What Screens Want


In “What Screens Want”, Frank Chimero makes the case for why careful consideration of interaction and motion when designing interfaces for screens is good design. The aesthetic of what is presented on screen is secondary to its behaviour. Good web design is intuitive motion design, where the transitions between fixed states inform users about its relationship and what they are. Chimero argues that design can shape technology, which in turn shapes the use of that technology, and eventually the way the users do everything in the human world. Consequently, design can distort and damage but, utilized responsibly, also enrich and elevate.

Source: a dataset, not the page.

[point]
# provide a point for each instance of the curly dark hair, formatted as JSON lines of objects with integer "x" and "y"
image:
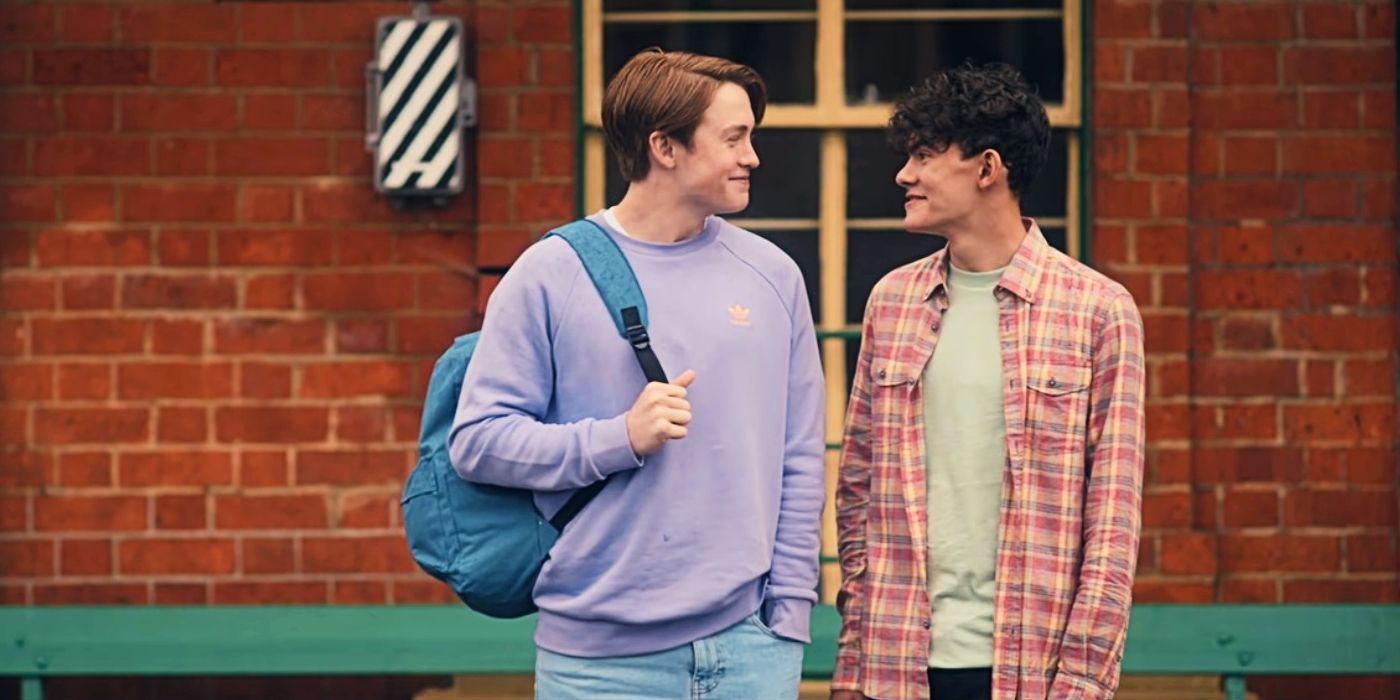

I agree with a number of Chimero’s supporting points for this idea, but also occasionally feel that he contradicts himself structurally in the article. For example, Chimero states that:


“Much like wood, I believe screens have grain: a certain way they’ve grown and matured that describes how they want to be treated. The grain is what gives the material its identity and tells you the best way to use it. Figure out the grain, and you know how to natively design for screens”,


which suggests that screens prefer a certain way of design, a design evolved from its origins, and that this way of design should inform the design for screens. Designs that go against the grain would not be native design. After identifying that the screen’s “grain” is motion/change/animation=flux, Chimero declares that it's not about what screens want, but what users want, and that “you shouldn’t say you made things look a certain way because the screen cared one way or the other”. At no point does Chimero actually specify or show data about what users actually want, only his personal examples of what good design might look like. Finally, he deemphasizes the functional aspect of design and claims that what is more important is the values and vision of technology that good design promotes.


I wish Chimero explored how design might operate in future contexts or maybe touched on designing for a broader variety of screens, such as in VR or AR, where even flat design will come across as three dimensional, and where interfaces that move may not be as preferred as interfaces that are fixed.